Training data is the key competitive moat when it comes to generative artificial intelligence (AI).
The winner-take-most dynamics of digital tech’s operational ecosystem create network effects that frequently play out across, and are captured by, huge platforms where products and services become more valuable with a larger user network.
With generative AI added into the mix, those large user networks are creating positive feedback loops by way of activatable, platform-native public data that can be fed into increasingly data-hungry AI models.
Microsoft CEO Satya Nadella said Monday (Oct. 2), per Reuters, while testifying during the U.S. Justice Department’s antitrust fight against Google, that Big Tech companies are competing for vast troves of content needed to train their AI models. Without naming Microsoft competitor and Google parent Alphabet, he complained other companies are locking up exclusive deals in a way that is “problematic.”
While the data landscape is becoming increasingly competitive and expensive as tech firms large and small alike ramp up their efforts to build differentiated content libraries, John Schmidtlein, Google’s lead lawyer, argued that Microsoft’s data deficit is due to a series of strategic errors and an inferior search product, according to the report.
Schmidtlein noted that even when Microsoft pre-installed its Bing search engine on Windows devices, it still failed to gain more than a 20% market share, with users consistently switching to Google, the report said.

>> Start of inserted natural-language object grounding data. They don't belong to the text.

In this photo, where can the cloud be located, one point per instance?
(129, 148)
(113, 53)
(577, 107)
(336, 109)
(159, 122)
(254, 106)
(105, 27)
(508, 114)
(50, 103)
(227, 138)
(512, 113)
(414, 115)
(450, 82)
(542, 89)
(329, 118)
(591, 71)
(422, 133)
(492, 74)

Adding to Microsoft’s inability to gain a foothold in the search market was the company’s failure to prepare for the mobile revolution, Schmidtlein said, as well as its failure to appropriately invest in resources like servers and engineers to build a market-leading search product.
Google’s dominance in search and position as the internet’s first stop for users also provides it a competitive advantage when it comes to building out its AI models.
Read also: Does Meta’s 3.59 Billion Users Give It Competitive AI Moat?
Generative AI models are typically opaque black boxes trained on publicly available web data and further refined using licensed content.
An analysis by The Washington Post in April of just one data set used for training AI found that nearly the entire 30-year history of the internet has been scraped by tech companies looking to add to the billions, even trillions, of parameters their models are trained on.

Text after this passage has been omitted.